Pulvomycin‐resistant mutants of E.coli elongation factor Tu

• Published in: The EMBO journal Vol. 13; no. 21; pp. 5113 - 5120
• Main Authors: Zeef, L.A., Bosch, L., Anborgh, P.H., Cetin, R., Parmeggiani, A., Hilgenfeld, R.
• Format: Journal Article
• Language: English
• Published: England 01.11.1994
• Subjects: Aminoglycosides; Anti-Bacterial Agents - pharmacology; Binding Sites - genetics; Cell Membrane Permeability; Dose-Response Relationship, Drug; Drug Resistance, Microbial; Escherichia coli; Escherichia coli - drug effects; Escherichia coli - genetics; Genes, Bacterial - genetics; Guanosine Triphosphate - chemistry; Models, Biological; Models, Molecular; Molecular Conformation; Mutagenesis, Site-Directed; Peptide Biosynthesis; Peptide Elongation Factor Tu - drug effects; Peptides; Protein Biosynthesis - drug effects; Pyridones - pharmacology; RNA, Transfer, Amino Acyl - metabolism; RNA, Transfer, Phe - metabolism; Selection, Genetic; Structure-Activity Relationship
• ISSN: 0261-4189; 1460-2075
• DOI: 10.1002/j.1460-2075.1994.tb06840.x

This paper reports the generation of Escherichia coli mutants resistant to pulvomycin.

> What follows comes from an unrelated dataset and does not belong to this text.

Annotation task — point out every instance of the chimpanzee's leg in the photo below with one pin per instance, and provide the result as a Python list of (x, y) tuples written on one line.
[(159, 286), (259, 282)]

Together with targeted mutagenesis of the tufA gene, conditions were found to overcome membrane impermeability, thereby allowing the selection of three mutants harbouring elongation factor (EF)‐Tu Arg230‐‐>Cys, Arg333‐‐>Cys or Thr334‐‐>Ala which confer pulvomycin resistance. These mutations are clustered in the three‐domain junction interface of the crystal structure of the GTP form of Thermus thermophilus EF‐Tu. This result shares similarities with kirromycin resistance; kirromycin‐resistant mutations cluster in the domain 1‐3 interface. Since both interface regions are involved in the EF‐Tu switch mechanism, we propose that pulvomycin and kirromycin both act by specifically disturbing the allosteric changes required for the switch from EF‐Tu‐GTP to EF‐Tu‐GDP. The three‐domain junction changes dramatically in the switch to EF‐Tu.GDP; in EF‐Tu.GDP this region forms an open hole. Structural analysis of the mutation positions in EF‐Tu.GTP indicated that the two most highly resistant mutants, R230C and R333C, are part of an electrostatic network involving numerous residues. All three mutations appear to destabilize the EF‐Tu.GTP conformation. Genetic and protein characterizations show that sensitivity to pulvomycin is dominant over resistance. This appears to contradict the currently accepted model of protein synthesis inhibition by pulvomycin.